Schematic representation of cyclic parthenogenesis in the cladoceran Daphnia (water flea). The sexual cycle results in the production of the sexual eggs, the resting stages enclosed by the ephippium.
Ephippia (singular: ephippium) are winter or dry-season eggs of the various species of small crustacean in the order Cladocera (within the Branchiopoda) are provided with an extra shell layer.[1] The extra layer preserves and protects the resting stages inside from harsh environmental conditions until the more favorable times, such as spring, when the reproductive cycle is able to take place once again.

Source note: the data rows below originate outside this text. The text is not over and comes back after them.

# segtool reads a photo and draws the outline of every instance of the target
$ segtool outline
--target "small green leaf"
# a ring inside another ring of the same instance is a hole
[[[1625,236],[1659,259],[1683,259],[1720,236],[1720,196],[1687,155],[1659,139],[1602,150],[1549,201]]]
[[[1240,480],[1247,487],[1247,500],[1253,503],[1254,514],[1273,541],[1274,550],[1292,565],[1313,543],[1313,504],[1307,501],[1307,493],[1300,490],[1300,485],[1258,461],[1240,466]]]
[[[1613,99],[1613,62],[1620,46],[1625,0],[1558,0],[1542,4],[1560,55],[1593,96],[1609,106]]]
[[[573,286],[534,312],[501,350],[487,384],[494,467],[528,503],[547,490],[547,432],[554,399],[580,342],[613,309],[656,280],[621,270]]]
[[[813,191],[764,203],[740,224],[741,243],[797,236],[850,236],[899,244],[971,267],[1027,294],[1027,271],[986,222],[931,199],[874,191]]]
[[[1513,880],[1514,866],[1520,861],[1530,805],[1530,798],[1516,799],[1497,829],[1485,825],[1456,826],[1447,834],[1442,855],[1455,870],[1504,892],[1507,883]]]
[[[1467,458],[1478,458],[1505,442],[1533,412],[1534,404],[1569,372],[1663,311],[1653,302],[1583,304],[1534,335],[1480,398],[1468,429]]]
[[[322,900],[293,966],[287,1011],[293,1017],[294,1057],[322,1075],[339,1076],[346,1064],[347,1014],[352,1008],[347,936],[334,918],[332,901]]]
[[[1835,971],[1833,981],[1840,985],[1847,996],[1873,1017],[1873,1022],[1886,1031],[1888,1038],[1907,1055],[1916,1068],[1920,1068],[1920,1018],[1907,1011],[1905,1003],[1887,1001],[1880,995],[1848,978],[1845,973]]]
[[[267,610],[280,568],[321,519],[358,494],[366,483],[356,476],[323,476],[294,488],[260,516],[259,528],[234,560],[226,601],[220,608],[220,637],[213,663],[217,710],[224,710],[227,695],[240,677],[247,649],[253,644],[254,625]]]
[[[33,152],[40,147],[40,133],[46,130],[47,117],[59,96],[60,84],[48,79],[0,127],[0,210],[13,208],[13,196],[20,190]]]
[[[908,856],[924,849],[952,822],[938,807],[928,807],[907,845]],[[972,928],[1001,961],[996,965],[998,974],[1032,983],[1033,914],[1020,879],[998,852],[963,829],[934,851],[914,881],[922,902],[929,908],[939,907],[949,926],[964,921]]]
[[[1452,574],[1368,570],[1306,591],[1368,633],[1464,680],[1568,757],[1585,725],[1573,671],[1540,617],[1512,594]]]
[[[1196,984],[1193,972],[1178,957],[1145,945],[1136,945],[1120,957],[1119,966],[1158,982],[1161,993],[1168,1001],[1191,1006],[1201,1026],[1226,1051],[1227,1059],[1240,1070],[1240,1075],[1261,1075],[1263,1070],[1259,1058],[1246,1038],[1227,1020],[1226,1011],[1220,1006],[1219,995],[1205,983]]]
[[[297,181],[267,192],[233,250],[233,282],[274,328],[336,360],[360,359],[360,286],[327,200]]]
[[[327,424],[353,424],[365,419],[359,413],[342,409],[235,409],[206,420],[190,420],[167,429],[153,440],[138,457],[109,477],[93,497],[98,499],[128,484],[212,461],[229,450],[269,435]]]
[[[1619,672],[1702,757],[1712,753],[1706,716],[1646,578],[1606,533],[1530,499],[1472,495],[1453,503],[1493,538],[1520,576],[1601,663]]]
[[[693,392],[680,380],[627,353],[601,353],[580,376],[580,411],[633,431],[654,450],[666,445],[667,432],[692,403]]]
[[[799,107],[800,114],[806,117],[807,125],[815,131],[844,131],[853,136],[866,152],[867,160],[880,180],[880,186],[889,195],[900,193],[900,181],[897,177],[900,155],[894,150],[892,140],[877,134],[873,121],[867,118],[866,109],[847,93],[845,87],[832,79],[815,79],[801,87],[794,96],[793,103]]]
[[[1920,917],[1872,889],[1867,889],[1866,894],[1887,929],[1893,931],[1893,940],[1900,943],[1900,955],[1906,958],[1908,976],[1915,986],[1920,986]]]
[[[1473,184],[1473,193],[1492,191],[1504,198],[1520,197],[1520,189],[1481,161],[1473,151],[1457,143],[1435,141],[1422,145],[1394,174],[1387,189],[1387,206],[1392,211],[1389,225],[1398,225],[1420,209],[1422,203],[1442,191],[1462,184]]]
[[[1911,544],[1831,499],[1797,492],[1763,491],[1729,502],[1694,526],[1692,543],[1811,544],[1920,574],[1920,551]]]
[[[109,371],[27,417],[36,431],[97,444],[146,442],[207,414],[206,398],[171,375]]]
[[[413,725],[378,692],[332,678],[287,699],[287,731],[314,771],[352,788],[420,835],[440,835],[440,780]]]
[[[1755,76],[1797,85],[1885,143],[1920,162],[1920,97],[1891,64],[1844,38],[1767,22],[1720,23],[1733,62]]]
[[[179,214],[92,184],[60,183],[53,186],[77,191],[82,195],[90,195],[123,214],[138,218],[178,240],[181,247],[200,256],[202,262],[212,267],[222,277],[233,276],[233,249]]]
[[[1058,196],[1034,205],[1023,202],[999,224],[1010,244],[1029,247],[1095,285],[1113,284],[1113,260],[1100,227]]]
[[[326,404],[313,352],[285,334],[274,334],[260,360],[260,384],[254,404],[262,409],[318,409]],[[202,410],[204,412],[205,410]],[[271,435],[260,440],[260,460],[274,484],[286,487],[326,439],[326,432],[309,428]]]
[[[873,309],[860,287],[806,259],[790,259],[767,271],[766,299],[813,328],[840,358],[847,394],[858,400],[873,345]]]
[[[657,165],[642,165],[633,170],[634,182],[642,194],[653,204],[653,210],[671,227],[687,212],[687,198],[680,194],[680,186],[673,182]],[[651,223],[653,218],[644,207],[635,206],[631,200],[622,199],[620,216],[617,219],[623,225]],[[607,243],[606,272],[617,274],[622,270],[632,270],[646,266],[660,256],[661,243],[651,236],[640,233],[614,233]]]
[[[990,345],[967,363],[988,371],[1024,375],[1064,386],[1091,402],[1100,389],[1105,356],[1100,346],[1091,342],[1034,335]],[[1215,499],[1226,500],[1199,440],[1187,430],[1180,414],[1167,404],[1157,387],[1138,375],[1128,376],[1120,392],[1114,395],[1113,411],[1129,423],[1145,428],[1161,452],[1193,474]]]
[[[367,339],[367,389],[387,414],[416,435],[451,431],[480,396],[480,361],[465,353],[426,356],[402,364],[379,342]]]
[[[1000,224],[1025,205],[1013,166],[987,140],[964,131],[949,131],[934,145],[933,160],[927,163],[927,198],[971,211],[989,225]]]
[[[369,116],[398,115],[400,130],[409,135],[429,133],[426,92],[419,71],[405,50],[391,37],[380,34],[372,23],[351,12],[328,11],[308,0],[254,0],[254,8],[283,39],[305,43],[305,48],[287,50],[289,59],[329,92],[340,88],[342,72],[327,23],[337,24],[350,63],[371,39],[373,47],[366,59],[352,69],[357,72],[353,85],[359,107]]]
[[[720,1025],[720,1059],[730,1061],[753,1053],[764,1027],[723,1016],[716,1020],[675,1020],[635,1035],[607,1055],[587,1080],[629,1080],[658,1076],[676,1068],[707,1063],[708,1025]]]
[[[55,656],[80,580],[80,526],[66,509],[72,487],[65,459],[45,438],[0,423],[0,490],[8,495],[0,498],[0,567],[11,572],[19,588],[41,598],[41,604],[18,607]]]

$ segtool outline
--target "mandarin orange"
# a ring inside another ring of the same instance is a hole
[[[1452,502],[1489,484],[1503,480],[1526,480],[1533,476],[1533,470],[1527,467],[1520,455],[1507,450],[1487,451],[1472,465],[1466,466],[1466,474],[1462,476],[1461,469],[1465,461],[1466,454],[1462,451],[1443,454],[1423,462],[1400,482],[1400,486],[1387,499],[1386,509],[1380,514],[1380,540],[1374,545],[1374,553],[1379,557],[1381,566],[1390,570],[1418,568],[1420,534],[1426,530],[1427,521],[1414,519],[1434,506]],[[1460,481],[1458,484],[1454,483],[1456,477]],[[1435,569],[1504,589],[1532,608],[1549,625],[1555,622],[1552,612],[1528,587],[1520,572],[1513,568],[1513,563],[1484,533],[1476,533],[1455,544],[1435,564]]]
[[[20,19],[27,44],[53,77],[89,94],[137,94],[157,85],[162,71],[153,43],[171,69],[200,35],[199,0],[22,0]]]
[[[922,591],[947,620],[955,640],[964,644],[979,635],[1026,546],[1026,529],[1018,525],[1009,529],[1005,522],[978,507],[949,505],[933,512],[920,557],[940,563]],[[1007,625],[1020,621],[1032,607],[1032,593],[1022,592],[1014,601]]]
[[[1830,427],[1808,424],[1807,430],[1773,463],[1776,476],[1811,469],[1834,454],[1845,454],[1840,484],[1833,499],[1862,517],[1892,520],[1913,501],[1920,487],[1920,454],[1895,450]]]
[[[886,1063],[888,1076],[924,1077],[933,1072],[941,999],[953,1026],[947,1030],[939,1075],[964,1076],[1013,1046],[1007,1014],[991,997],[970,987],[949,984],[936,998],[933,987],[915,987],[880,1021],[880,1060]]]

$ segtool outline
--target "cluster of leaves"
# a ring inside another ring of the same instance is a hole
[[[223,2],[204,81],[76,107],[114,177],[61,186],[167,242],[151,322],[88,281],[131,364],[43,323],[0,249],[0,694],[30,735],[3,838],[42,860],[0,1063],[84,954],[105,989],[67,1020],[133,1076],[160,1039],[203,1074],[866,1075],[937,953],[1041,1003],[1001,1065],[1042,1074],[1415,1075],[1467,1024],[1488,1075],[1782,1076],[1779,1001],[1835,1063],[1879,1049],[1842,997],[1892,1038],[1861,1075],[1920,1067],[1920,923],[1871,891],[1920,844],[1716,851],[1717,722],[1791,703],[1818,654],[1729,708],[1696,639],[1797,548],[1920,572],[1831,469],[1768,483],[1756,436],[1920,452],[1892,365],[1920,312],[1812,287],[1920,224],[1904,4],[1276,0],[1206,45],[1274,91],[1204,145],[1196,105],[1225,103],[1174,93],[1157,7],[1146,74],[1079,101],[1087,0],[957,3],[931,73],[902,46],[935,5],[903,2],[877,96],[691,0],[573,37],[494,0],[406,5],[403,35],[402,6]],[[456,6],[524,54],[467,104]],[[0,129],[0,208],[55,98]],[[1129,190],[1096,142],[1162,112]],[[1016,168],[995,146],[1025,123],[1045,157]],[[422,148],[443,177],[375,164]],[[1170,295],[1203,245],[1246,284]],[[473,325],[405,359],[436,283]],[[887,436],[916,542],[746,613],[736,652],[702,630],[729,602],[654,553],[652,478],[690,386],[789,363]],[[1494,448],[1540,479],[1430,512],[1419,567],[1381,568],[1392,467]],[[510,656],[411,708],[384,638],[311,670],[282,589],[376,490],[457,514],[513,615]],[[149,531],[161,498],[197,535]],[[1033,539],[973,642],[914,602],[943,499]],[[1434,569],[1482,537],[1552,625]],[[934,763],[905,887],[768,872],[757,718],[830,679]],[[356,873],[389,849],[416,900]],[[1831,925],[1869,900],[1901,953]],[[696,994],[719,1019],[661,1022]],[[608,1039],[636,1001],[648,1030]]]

Ephippia are part of the back of a mother carrying them until they are fully developed. After molting the ephippium stays in the water, or in the soil of dried puddles, small ponds, and vernal pools. The resting stages are often called eggs, but are in fact embryos with arrested development. Ephippia can rest for many years before the embryo resumes develop upon an appropriate hatching stimulus.[1][2]